Ever felt proud by coming across any women battery rickshaw driver or women cab/taxi driver or women metro operator, then surely you’ll be full of the joys of spring while reading this composition.
On 26 September, we celebrate World Maritime Day, This year IMO (International Maritime Organisation) unveiled the theme – “Empowering Women In The Maritime Industry”, for gender equality and to empower all women and girls. Since Globally merely 2% of women are in the maritime industry and in India, it is less than 1%. Evidently, this fact demonstrates gender prejudices prevail in our country. Traditionally, the maritime industry is regarded as a male-dominated due to the great hardships of labour. Orthodox ideology regarding women as vulnerable, other domestic issues of marriage, pregnancy, menstruation are an impediment to women in this sector. Though Mary Patten, considered as first to command onboard in the nineteenth century, the world is far away from utopia.
As the wheel of time gradually moves on, in 1985, World Maritime University in Sweden gets into the new blood with four women graduates to a thriving ascension to 78 women graduates in 2018. Little by little, we are reaching towards righteousness and justice in Gender.
Few Indian gems, iconoclastic women, breaking the conventional barriers of gender, sailed throughout the world. Following the waves of the sea, young breeze and their passion for the adventure they levitated to mark their victory in the Ocean. Their long journey of hardship has planted unbiased world for our posterity.
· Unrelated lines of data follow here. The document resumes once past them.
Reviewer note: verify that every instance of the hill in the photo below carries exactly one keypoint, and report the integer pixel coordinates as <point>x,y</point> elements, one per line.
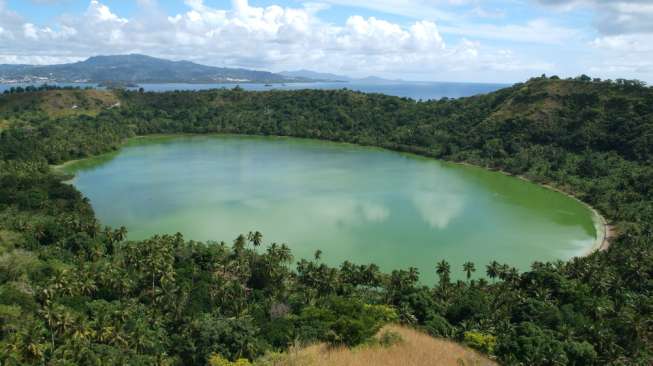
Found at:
<point>136,68</point>
<point>73,290</point>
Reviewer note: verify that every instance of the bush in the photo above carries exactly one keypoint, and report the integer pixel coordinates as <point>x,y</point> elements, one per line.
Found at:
<point>217,360</point>
<point>480,341</point>
<point>390,338</point>
<point>438,326</point>
<point>340,321</point>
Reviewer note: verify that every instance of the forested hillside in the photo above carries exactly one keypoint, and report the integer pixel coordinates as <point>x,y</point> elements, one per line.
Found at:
<point>75,292</point>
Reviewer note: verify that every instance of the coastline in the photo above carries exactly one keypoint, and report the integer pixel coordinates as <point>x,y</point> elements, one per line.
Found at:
<point>604,231</point>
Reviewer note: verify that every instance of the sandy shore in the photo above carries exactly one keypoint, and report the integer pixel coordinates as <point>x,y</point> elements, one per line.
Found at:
<point>604,231</point>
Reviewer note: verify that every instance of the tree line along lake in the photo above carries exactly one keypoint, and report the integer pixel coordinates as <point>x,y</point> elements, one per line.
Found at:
<point>413,90</point>
<point>357,204</point>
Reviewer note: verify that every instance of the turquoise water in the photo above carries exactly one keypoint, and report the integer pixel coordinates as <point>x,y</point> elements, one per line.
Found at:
<point>359,204</point>
<point>414,90</point>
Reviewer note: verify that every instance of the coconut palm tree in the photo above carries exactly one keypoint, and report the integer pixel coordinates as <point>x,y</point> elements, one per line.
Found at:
<point>468,268</point>
<point>492,270</point>
<point>256,238</point>
<point>443,269</point>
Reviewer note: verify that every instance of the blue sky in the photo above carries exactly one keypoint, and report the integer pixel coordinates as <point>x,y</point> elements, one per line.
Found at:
<point>448,40</point>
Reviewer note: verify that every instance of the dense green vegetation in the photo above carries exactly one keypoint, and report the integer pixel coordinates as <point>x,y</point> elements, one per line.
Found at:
<point>74,292</point>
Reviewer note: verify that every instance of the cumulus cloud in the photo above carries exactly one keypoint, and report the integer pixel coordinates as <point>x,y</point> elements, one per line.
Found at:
<point>614,16</point>
<point>258,37</point>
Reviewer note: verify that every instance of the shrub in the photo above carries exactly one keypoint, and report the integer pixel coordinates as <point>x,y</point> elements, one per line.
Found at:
<point>340,321</point>
<point>480,341</point>
<point>438,326</point>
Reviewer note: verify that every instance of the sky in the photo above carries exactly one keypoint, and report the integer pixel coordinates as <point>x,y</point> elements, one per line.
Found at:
<point>426,40</point>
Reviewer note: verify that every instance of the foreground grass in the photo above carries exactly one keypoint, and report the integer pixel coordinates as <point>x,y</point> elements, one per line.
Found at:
<point>415,349</point>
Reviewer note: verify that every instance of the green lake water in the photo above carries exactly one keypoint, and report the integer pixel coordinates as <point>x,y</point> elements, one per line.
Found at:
<point>360,204</point>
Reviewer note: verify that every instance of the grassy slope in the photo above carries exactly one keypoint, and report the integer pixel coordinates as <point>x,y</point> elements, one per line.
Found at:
<point>59,103</point>
<point>416,349</point>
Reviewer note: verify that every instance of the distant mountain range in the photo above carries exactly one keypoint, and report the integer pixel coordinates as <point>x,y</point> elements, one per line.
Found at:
<point>133,69</point>
<point>137,69</point>
<point>319,76</point>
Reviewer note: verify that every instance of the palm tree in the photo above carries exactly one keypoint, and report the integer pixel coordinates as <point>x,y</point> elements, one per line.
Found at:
<point>239,244</point>
<point>443,269</point>
<point>256,238</point>
<point>468,267</point>
<point>493,270</point>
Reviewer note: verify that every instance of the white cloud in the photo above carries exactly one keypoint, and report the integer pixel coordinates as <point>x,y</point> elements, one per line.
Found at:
<point>613,16</point>
<point>539,31</point>
<point>279,38</point>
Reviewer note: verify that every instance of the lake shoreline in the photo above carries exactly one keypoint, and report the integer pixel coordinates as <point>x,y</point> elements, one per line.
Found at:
<point>605,232</point>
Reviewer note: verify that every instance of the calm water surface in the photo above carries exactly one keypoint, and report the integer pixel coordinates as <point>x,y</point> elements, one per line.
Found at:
<point>358,204</point>
<point>414,90</point>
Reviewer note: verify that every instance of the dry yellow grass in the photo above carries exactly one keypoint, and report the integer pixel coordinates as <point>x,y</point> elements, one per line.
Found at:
<point>417,349</point>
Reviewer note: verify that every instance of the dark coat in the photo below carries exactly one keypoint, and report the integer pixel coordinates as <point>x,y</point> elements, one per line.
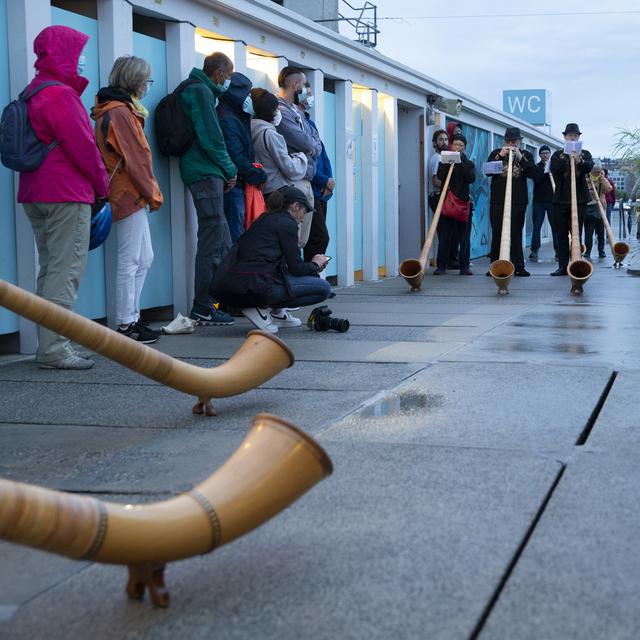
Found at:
<point>262,257</point>
<point>561,169</point>
<point>522,170</point>
<point>236,129</point>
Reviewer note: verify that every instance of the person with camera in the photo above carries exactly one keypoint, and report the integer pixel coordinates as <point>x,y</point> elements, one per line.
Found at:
<point>264,274</point>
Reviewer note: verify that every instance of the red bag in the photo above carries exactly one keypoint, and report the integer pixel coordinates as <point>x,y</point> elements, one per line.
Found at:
<point>454,207</point>
<point>254,205</point>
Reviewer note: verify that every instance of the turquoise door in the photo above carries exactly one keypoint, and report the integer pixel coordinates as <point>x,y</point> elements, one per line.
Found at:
<point>8,265</point>
<point>158,287</point>
<point>92,293</point>
<point>357,186</point>
<point>329,139</point>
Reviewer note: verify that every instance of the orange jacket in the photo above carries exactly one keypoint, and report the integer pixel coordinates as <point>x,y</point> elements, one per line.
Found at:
<point>120,134</point>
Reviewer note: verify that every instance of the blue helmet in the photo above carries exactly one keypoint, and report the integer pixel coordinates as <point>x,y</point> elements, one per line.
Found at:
<point>100,226</point>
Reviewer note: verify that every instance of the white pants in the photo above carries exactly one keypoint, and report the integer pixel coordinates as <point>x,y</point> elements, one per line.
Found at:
<point>135,256</point>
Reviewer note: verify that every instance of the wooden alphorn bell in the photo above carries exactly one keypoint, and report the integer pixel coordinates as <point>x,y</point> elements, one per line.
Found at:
<point>579,270</point>
<point>261,357</point>
<point>620,249</point>
<point>502,269</point>
<point>412,270</point>
<point>274,465</point>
So let’s get a peep into their ebullient saga in aqua world, across the gender and nation.
Evidently, Little hope can change the course of history when she turned the tides of seven fishermen’s fortune in the heavy rainfall at the Bay of Bengal. Failing three times, her ship Durgamma rescued those helpless men in high tides and inclemency. First woman captain in the Indian merchant navy and First women to receive IMO Award for Exceptional Bravery at sea in 2016. Starting her career as Radio Officer at Shipping Corporation of India, she says ” Whatever action I take, it has to be perfect. Women have no room for mistakes in this profession – if anything goes wrong, people will be very unforgiving.” Though her parents little know about the profession, the honouring moment must have filled their hearts with pride. In 2017, she established the International Women Seafarers Foundation (IWSF) to encourage women for joining this battle of gender equality in the maritime industry, for her “Professions are not gender-based”.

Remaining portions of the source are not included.